なお、日本人が書いた曲を録ったのに、出せんかった話は、こちらに書きました。落ちた理由は「お蔵入り」やのうて、取り分の話がまとまらんかったからです。→ 出せんかった曲を、別の男が世に出した──「Behind the Mask」と、クラプトンが二度やったこと
──マイケル・ジャクソンの話は、まだ入り口です。史上いちばん売れたアルバムに、テープの裏面から偶然入ってしもうた一曲のこと。それはまた、次の機会に。
参考文献
この記事の事実は、公開されとる資料で一つずつ確かめました。何をどこで確かめたかを、あわせて書いときます。URLは変わることがあります。
- Jackson 5 – I Want You Back — Classic Motown(モータウン公式)……「I Want You Back」の公式の映像
- The Jackson 5 — Wikipedia……1968年7月のリーガル劇場でボビー・テイラーが見たこと、7月23日のオーディションと7月26日の契約、1969年3月11日の専属契約、1969年8月から「ダイアナ・ロスが発掘した」という宣伝が始まったこと、スザンヌ・ド・パスが担当したこと、デビュー盤の題、お披露目で「8歳」と紹介されたこと
- I Want You Back — Wikipedia……1969年10月7日発売、1970年1月31日付で1位、ザ・コーポレーション(ベリー・ゴーディ、フレディ・ペレン、アルフォンソ・ミゼル、デーク・リチャーズ)による制作、当時11歳であったこと
- I’ll Be There (Jackson 5 song) — Wikipedia……1970年8月28日発売、10月17日〜11月14日の五週にわたる1位、米420万枚・世界610万枚、デビューから四枚連続1位が当時初であったこと、発売の翌日が12歳の誕生日であったこと
- Let It Be (song) — Wikipedia……1970年3月6日発売、4月に二週にわたって1位
- List of Billboard Hot 100 number ones of 1970 — Wikipedia……週ごとの1位の一覧。1970年1月31日付が「I Want You Back」、4月11日付が「Let It Be」であること(ポールの発表の翌日にあたる)
- Break-up of the Beatles — Wikipedia……1969年8月20日が四人一緒の最後の録音、9月20日のジョンの通告、1970年4月10日のポールの発表、同年12月31日の提訴、1971年3月12日の判決、1975年1月9日の解散成立
- Billboard Year-End Hot 100 singles of 1970 — Wikipedia……1970年の年間順位(I’ll Be There 7位、Let It Be 9位、ABC 15位、The Love You Save 16位ほか)

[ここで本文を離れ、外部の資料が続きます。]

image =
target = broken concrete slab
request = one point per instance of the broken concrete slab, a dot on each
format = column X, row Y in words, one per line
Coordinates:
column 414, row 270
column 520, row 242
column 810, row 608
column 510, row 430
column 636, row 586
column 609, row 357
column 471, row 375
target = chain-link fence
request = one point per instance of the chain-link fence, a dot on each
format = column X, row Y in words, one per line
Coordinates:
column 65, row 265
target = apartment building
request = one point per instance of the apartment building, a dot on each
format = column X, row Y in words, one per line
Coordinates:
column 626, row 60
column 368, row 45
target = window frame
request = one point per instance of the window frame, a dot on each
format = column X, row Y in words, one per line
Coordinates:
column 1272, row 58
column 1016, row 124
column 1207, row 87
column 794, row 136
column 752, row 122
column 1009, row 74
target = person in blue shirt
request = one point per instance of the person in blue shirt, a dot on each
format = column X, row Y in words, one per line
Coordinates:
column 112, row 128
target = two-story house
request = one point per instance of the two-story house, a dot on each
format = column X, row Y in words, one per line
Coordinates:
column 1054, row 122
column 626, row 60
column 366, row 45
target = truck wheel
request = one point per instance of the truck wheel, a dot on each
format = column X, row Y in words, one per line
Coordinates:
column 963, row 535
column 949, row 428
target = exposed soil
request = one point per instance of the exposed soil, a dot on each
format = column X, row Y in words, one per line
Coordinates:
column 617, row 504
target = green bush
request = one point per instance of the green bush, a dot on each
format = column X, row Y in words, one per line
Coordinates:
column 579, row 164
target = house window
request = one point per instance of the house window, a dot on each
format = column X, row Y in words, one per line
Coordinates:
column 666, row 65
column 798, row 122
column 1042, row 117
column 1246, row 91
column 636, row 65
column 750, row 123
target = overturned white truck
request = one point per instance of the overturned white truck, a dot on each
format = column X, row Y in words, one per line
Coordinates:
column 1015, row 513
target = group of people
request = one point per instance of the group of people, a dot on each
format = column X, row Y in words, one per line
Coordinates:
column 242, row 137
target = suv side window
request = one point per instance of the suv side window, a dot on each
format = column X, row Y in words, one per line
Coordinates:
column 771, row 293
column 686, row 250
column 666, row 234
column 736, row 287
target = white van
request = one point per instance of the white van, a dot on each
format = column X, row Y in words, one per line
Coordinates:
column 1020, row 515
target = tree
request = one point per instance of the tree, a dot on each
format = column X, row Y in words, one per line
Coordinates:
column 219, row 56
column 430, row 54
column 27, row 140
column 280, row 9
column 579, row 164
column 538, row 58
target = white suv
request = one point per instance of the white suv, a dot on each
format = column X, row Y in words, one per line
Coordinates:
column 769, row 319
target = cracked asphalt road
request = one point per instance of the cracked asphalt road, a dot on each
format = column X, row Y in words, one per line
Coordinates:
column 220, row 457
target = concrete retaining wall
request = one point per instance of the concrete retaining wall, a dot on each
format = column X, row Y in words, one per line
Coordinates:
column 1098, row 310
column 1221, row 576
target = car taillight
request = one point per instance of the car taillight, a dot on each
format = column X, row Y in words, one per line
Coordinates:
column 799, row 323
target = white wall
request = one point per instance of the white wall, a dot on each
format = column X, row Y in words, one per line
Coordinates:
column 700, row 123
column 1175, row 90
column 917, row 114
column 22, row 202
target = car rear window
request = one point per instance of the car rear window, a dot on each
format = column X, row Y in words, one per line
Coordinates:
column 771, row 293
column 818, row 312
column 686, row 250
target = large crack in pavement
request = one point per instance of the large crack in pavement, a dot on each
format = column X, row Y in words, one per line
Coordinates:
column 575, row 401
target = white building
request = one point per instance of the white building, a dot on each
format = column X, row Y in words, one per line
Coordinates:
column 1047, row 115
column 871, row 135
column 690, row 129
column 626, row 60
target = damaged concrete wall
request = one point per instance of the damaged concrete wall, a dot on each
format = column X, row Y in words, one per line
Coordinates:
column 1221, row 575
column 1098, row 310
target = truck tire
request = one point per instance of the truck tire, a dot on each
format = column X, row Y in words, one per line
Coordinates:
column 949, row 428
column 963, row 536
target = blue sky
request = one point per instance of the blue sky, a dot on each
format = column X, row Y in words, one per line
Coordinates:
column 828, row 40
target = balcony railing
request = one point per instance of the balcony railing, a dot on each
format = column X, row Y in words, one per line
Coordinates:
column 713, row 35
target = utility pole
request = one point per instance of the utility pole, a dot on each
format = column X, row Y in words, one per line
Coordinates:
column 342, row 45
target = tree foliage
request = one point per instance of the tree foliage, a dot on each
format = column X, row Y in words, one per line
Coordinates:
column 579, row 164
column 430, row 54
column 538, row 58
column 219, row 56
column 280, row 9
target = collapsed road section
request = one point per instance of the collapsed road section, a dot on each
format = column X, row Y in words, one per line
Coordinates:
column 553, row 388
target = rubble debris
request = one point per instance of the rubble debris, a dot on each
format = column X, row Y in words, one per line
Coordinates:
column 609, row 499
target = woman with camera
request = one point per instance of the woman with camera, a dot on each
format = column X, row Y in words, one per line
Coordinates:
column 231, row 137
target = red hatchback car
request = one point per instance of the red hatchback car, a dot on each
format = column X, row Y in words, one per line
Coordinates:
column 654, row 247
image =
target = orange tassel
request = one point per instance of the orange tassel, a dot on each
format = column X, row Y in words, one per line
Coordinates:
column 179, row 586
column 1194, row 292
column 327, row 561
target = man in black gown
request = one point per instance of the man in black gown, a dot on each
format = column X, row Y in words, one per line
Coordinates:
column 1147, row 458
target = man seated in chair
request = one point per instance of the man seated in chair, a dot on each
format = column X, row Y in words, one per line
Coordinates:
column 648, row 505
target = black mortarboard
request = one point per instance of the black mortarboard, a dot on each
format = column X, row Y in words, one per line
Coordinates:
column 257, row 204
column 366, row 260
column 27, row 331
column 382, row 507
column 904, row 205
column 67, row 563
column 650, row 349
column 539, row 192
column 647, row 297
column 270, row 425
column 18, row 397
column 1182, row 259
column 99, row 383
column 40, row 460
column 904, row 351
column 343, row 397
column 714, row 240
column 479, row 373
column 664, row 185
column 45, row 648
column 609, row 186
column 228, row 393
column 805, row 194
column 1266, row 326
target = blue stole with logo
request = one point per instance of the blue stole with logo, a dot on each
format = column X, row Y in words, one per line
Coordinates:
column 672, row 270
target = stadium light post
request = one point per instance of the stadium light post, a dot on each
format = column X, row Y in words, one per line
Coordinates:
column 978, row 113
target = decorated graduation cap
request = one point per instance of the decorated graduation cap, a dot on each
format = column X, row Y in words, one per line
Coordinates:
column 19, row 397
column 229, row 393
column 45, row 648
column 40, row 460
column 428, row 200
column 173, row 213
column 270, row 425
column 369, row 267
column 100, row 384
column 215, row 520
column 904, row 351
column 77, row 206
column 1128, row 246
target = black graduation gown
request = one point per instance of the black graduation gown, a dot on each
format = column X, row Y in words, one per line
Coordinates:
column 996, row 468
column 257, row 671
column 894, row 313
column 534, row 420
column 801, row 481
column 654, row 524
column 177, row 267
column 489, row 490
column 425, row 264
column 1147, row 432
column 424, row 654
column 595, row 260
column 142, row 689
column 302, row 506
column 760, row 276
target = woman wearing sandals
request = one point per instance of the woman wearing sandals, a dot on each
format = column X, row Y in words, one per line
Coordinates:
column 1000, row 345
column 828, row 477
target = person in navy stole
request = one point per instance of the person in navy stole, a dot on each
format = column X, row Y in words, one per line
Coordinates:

- Michael (2026 film) — Wikipedia……映画の公開日(北米2026年4月24日、日本6月12日)、監督・主演、あらすじで「1968年のシカゴでスザンヌ・ド・パスが見つける」となっていること、物語が1988年のウェンブリーで終わること、7月27日時点の興行収入(北米3億7,200万ドル/その他6億4,400万ドル/世界10億1,600万ドル)、6月28日に伝記映画の歴代1位になったこと、初日3,950万ドル・初週末9,720万ドル、続編の製作が2026年5月21日に発表されたこと
- 映画『Michael/マイケル』、国内興収66億円を突破 — SCREEN ONLINE……公開41日目で興行収入66億3,333万4,590円、動員417万9,224人、独立系配給会社の単独配給作品として歴代1位であること
- 映画『Michael/マイケル』が2026年実写映画No.1の特大スタート — ソニーミュージック(公式)……初週末3日間の10億9,002万3,220円と動員67万人、2026年の実写映画でNo.1のオープニングであったこと
- Diana Ross Scenes Pulled From ‘Michael’ Biopic Due to Legal Reasons — ScreenCrush……キャット・グレアムの「いくつかの法的な事情が、何本かの場面に影響しました」という言葉と、ダイアナ・ロスの場面が最終版から外されたこと
- Michael Jackson buys Northern Songs — The Paul McCartney Project……ポールが権利の一覧を見せたこと、他人の曲で年4,000万ドルとされること、マイケルの「あなたのを買いますよ」とポールの返し、1985年8月10日の買収成立、ポールが1981年の打診を断っていたこと、後年の「誰かが手に入れるしかなかった」「それはビジネスだよ、ポール」という発言と、その後疎遠になったこと
なお、この買収のあとに二人の関係が実際どうなったかについては、いろいろな説明がされとります。ここではポール本人が語った言い方だけを使い、第三者の解説は入れとりません。